Real dollar prices will likely decline between 6% and 13% over the course of the next 6 months in most bubble markets.
Inventory is significantly higher in most bubble markets then last time this year. According to Housing Tracker as of 10/01/2007:
- Miami: 24.3%
- San Diego: 3.6%
- Washington, DC: 9.1%
- San Francisco: 21.3%
- Baltimore: 21%
- Orange County: 10.9%
- Portland: 32.2%
According to the National Association of Realtors the September 2007 Existing Home Sales Pending Index broke the previous low of 89.8 in September 2001. September 2001, was that month of a major terrorist attack (9/11). Home sales have fallen tremendously from the peak of the housing bubble.
According to insides information via Housing Doom, who is busy reporting the shocking numbers that sales are declining precipitously in Phoenix.
As of this morning we had 3,176 sales for September. Obviously, there will be no official closings on the weekend but there may be a few more that trickle in because a few agents entered the 29-30th as COE. This will leave Phoenix with a 18 month supply of homes (57,441 active). In addition, September has seen one of the largest monthly drops in value on a cost/sf basis.
It believe the rush to close deals in August sucked a lot of sales from September.
In the Seattle area, "sales are lagging. Offers were accepted last month on 1,541 King County houses — a 32 percent drop from the numbers in September 2006 (Seattle Times, Oct 6, 2007)"

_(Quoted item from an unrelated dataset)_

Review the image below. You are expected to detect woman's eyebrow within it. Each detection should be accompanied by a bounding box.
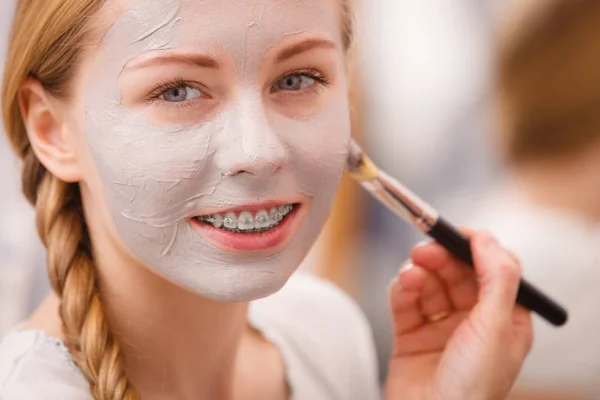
[122,38,337,71]
[124,53,220,71]
[275,38,337,63]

Lending Standard Tightened Up
Lending standards have tightened up significantly in the last 3 months. Richard Syron, chief executive of Freddie Mac said "the credit squeeze had left some parts of the housing market "literally frozen", which was a "substantial depressive to the overall economy" (MSNBC Sept 28, 2007).

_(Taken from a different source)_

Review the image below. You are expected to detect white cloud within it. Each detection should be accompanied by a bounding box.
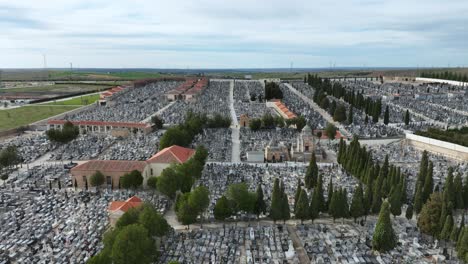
[0,0,467,68]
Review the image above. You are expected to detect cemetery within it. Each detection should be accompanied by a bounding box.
[0,76,467,263]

ARMs are Adjusting / Foreclosures Are Rising
Nearly a quarter of a million foreclosure filings were reported in August, up 115% from a year ago and up 36% from July. Each home in foreclosure can have multiple filings as it moves from default status to bank repossession...."The jump in foreclosure filings this month might be the beginning of the next wave of increased foreclosure activity, as a large number of subprime adjustable-rate loans are beginning to reset," said James Saccacio, chief executive for RealtyTrac. (Marketwatch September 18th)
Growing Negative Phsycology
In general, Joe Six Pack (aka JOE6PAK, J6P), the ordinary person, have woken up to the reality that most bubble markets are undergoing price declines.

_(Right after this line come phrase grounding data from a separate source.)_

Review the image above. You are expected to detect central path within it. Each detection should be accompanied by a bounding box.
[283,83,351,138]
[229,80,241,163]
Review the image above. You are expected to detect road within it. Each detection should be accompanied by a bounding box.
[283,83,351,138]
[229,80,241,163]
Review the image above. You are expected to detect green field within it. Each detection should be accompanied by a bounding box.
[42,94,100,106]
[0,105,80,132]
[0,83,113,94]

Usually, prices fall a few percentage points in the fall and winter months as it is off peak season. This year due to the declining housing market the seasonal influences should have a greater downward pull on home prices.
With the coming of fall and winter, large inventory, slow sales, tightened lending standards coupled with increased negative buyer and seller sentiments will lead to large price declines over the next 6 months. Real dollar prices will likely decline between 6% and 13% over the course of the next 6 months in most bubble markets. Like this year's spring, spring 2008 will not stop or reverse declining housing markets.